The daylilies are starting to pop.yale 005-35a

And pop…july 016-35

And those invasive plants and vines love this heat and humidity!  How they thrive!

Gooseneck Loosestrife

Gooseneck Loosestrife

Gooseneck loosestrife is one of those invasive plants.  It is pretty, the flowers are striking and the bright green foliage turns brilliant red in the fall.  If you can manage to contain it in a certain area, it would be wonderful.  But that’s the thing of it….you can’t contain it!  It pops up here and there and if you try to pull it out, you’ll never get all of the runner type roots and they’ll just continue to grow, flourish and spread and spread and spread. 

Morning Glory Vine

Morning Glory Vine

Sometimes I know I am my own worst enemy.  The morning glory vine pictured above is one of those invasive vines.  In an earlier post I had mentioned that I was so happy to see it in the garden last year that a rustic wooden obelisk was positioned this year in the same spot in anticipation of its appearance.  Well, it didn’t show up where it had last year…it started growing in another bed.  So the obelisk was moved and the tiny little vines with their heart shaped leaves were coaxed up the poles.  And they seem very happy and are twirling and twining around those poles like crazy.  It will be a while before the first blue bloom appears some morning, but I’ll be on the look-out.  So I encourage this vine, I pamper this vine, I love this vine and it will probably take over the yard some day.  And I’ll try to control it and contain it… all to no avail. I just know this will happen.

Filipendula Rubra aka Queen-of-the-Prairie

Filipendula Rubra aka Queen-of-the-Prairie

Now the filipendula is one plant that knows its place and stays there.  The rubra version is also know as “queen-of-the-prairie”.  This is no prairie, but this plant does very well here.  The foliage is great and those hot pink crazy looking flowers are spectacular!  The flowers grow around 5 feet tall.  I love this plant.

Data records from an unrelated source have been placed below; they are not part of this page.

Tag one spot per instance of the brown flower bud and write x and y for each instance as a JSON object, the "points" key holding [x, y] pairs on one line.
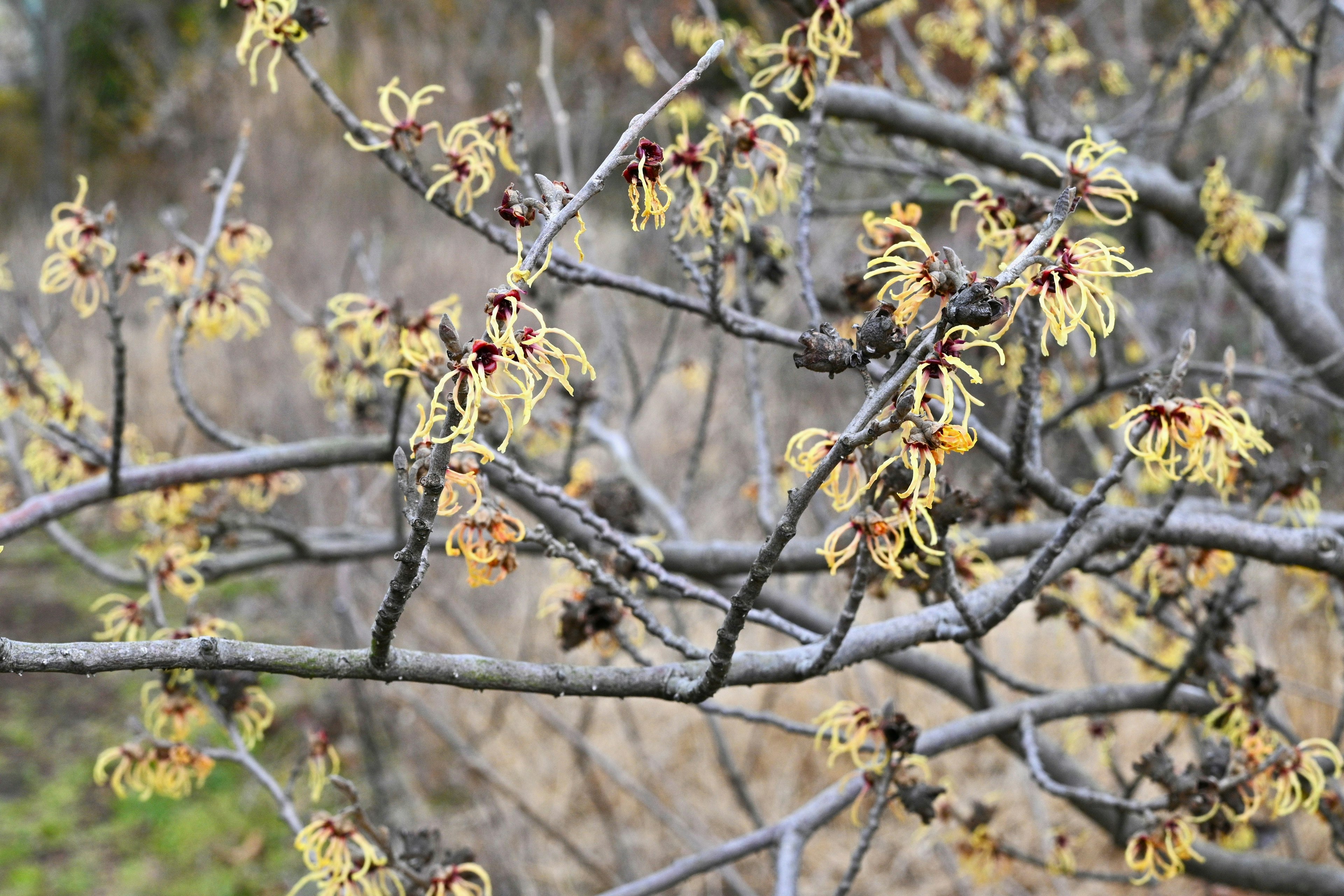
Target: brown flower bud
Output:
{"points": [[880, 335], [448, 334], [826, 352], [947, 273], [975, 306]]}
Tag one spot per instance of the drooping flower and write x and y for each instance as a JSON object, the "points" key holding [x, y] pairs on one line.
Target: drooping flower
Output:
{"points": [[1236, 225], [924, 447], [881, 236], [240, 242], [467, 163], [175, 566], [124, 621], [1093, 178], [1076, 285], [323, 761], [742, 138], [795, 66], [269, 23], [806, 452], [945, 366], [326, 844], [167, 771], [1300, 780], [486, 539], [846, 727], [259, 492], [643, 175], [465, 879], [227, 308], [1162, 854], [171, 706], [1299, 503], [1171, 426], [404, 130]]}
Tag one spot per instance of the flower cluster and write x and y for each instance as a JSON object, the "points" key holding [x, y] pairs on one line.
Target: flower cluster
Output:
{"points": [[1213, 440], [269, 25], [167, 771], [81, 256], [1236, 225]]}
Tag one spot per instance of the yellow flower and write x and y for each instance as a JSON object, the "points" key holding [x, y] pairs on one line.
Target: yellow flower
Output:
{"points": [[956, 30], [979, 855], [240, 242], [1077, 285], [1162, 854], [643, 176], [404, 131], [1092, 176], [326, 846], [806, 452], [174, 707], [486, 539], [175, 566], [1181, 424], [741, 138], [227, 308], [167, 771], [883, 236], [81, 273], [1113, 80], [846, 726], [467, 879], [323, 761], [1218, 458], [269, 23], [259, 492], [916, 280], [1300, 781], [173, 271], [253, 714], [1208, 566], [924, 447], [945, 366], [54, 468], [796, 65], [1236, 226], [1299, 504], [885, 537], [640, 66], [126, 621], [468, 163]]}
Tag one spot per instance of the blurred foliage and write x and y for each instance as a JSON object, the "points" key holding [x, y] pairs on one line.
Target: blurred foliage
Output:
{"points": [[61, 835]]}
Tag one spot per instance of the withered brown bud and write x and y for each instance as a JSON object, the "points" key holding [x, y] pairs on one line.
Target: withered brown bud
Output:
{"points": [[947, 273], [311, 16], [899, 733], [581, 620], [515, 209], [448, 334], [920, 800], [826, 352], [619, 503], [1156, 765], [905, 405], [955, 506], [976, 306], [880, 335]]}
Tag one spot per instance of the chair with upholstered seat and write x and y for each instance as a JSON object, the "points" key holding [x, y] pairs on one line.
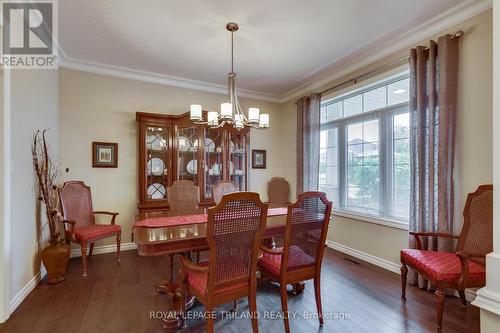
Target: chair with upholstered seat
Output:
{"points": [[183, 195], [301, 255], [463, 269], [223, 187], [278, 190], [77, 212], [234, 229]]}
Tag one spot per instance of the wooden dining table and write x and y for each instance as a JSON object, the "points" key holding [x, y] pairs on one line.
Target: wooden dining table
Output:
{"points": [[177, 232]]}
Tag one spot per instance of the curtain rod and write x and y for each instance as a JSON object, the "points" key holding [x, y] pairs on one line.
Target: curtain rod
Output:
{"points": [[355, 80]]}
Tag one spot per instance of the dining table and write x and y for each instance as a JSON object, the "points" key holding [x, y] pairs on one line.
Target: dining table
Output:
{"points": [[171, 232]]}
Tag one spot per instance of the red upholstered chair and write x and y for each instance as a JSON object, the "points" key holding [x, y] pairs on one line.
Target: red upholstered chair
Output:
{"points": [[300, 257], [223, 187], [466, 267], [183, 195], [234, 229], [278, 190], [78, 214]]}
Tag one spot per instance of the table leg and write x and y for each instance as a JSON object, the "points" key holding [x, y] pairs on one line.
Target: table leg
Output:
{"points": [[174, 292]]}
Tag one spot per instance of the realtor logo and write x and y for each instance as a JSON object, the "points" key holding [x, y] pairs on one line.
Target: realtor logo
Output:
{"points": [[29, 34]]}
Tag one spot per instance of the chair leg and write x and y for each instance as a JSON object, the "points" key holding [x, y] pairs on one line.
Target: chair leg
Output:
{"points": [[284, 306], [317, 294], [404, 275], [439, 297], [118, 243], [462, 298], [235, 305], [210, 319], [84, 259], [252, 302]]}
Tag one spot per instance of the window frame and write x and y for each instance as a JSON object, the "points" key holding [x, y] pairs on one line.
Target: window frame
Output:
{"points": [[385, 116]]}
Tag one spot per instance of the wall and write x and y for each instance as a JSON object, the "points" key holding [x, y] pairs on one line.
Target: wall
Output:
{"points": [[34, 99], [4, 204], [488, 298], [473, 164], [95, 107]]}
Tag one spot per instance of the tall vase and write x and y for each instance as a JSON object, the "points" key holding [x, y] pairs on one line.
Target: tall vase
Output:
{"points": [[55, 258]]}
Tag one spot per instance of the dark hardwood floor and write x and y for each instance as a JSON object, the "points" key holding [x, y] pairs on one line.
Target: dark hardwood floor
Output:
{"points": [[120, 298]]}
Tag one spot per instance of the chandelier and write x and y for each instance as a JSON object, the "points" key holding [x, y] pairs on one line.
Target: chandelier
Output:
{"points": [[231, 111]]}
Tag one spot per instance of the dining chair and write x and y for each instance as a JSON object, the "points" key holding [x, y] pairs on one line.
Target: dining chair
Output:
{"points": [[301, 256], [223, 187], [183, 195], [278, 190], [234, 230], [466, 267], [76, 209]]}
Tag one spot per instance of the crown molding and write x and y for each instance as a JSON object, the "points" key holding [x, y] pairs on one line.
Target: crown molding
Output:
{"points": [[145, 76], [381, 48], [350, 63]]}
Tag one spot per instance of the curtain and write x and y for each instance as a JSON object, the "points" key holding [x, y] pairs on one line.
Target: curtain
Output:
{"points": [[433, 106], [308, 133]]}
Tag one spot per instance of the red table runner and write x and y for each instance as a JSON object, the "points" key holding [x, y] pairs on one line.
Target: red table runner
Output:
{"points": [[170, 221]]}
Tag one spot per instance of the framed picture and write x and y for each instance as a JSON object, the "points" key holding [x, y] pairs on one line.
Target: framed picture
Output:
{"points": [[104, 155], [258, 159]]}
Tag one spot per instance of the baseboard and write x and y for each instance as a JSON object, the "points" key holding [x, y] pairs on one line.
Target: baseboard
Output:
{"points": [[23, 293], [76, 252], [386, 264], [488, 300]]}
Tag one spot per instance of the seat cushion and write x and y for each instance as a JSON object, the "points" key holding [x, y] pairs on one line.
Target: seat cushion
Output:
{"points": [[296, 259], [96, 231], [442, 266], [199, 281]]}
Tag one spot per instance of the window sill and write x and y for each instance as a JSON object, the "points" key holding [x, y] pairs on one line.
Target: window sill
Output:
{"points": [[386, 222]]}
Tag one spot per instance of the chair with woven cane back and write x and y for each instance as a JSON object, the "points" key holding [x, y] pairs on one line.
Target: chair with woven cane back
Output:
{"points": [[466, 267], [278, 190], [234, 229], [223, 187], [301, 255], [183, 195], [76, 207]]}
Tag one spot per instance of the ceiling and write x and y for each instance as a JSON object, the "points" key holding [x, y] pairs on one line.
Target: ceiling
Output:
{"points": [[280, 45]]}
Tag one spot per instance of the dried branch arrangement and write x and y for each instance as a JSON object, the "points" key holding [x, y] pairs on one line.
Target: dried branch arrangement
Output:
{"points": [[47, 178]]}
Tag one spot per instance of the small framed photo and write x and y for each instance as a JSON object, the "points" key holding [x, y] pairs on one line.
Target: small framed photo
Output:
{"points": [[258, 159], [104, 155]]}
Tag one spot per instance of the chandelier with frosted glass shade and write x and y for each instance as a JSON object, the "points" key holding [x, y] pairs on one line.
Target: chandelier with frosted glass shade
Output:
{"points": [[231, 111]]}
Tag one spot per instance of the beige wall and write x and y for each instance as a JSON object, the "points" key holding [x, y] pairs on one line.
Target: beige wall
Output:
{"points": [[473, 145], [102, 108], [34, 99], [4, 231]]}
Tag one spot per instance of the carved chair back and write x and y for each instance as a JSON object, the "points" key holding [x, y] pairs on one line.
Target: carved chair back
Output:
{"points": [[278, 190], [76, 203], [305, 233], [476, 237], [234, 229], [183, 195], [223, 187]]}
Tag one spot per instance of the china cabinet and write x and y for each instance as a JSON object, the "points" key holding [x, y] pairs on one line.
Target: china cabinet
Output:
{"points": [[173, 148]]}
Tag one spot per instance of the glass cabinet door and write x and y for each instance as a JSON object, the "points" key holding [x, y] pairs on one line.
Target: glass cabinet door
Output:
{"points": [[157, 165], [187, 154], [213, 150], [238, 159]]}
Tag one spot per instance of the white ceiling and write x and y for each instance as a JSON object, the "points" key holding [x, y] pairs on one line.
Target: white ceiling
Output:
{"points": [[280, 45]]}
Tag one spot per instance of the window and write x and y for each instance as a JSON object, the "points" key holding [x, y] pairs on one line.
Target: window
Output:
{"points": [[365, 149]]}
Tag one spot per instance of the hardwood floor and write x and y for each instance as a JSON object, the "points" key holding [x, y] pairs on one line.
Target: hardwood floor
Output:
{"points": [[120, 297]]}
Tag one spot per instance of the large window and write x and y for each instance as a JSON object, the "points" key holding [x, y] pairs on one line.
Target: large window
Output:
{"points": [[365, 149]]}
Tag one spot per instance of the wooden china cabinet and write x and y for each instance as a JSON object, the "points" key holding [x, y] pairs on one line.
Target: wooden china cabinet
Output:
{"points": [[174, 148]]}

Veronicastrum / Culver's Root

Veronicastrum / Culver’s Root

Talking about tall plants…here’s that veronicastrum this morning, July 7th.  The supporting obelisk is about ten feet tall and it looks to me that the veronicastrum is easily 8 feet tall or more (and I think it’s still growing).  It is surrounded by phlox.  The phlox, too, are pretty gigantic for phlox…some grow 5 to 6 feet tall.  And talk about invasive!  That’s what phlox are!  But the hummingbirds love them so I have to leave them alone for the most part.

So, what is there to do?  The giant sized plants are growing away and the invasive plants and vines are spreading like mad….

Raspberry Vodka Collins with Raspberry Sorbet

Raspberry Vodka Collins with Raspberry Sorbet

Sit back and have a raspberry vodka tom collins with raspberry sorbet.  Combine some fresh lemon juice and lime juice at the bottom of a tall glass, stir in about a spoonful of sugar, add raspberry vodka and club soda and spoonfuls of raspberry sorbet. Kind of like a root beer float…only better.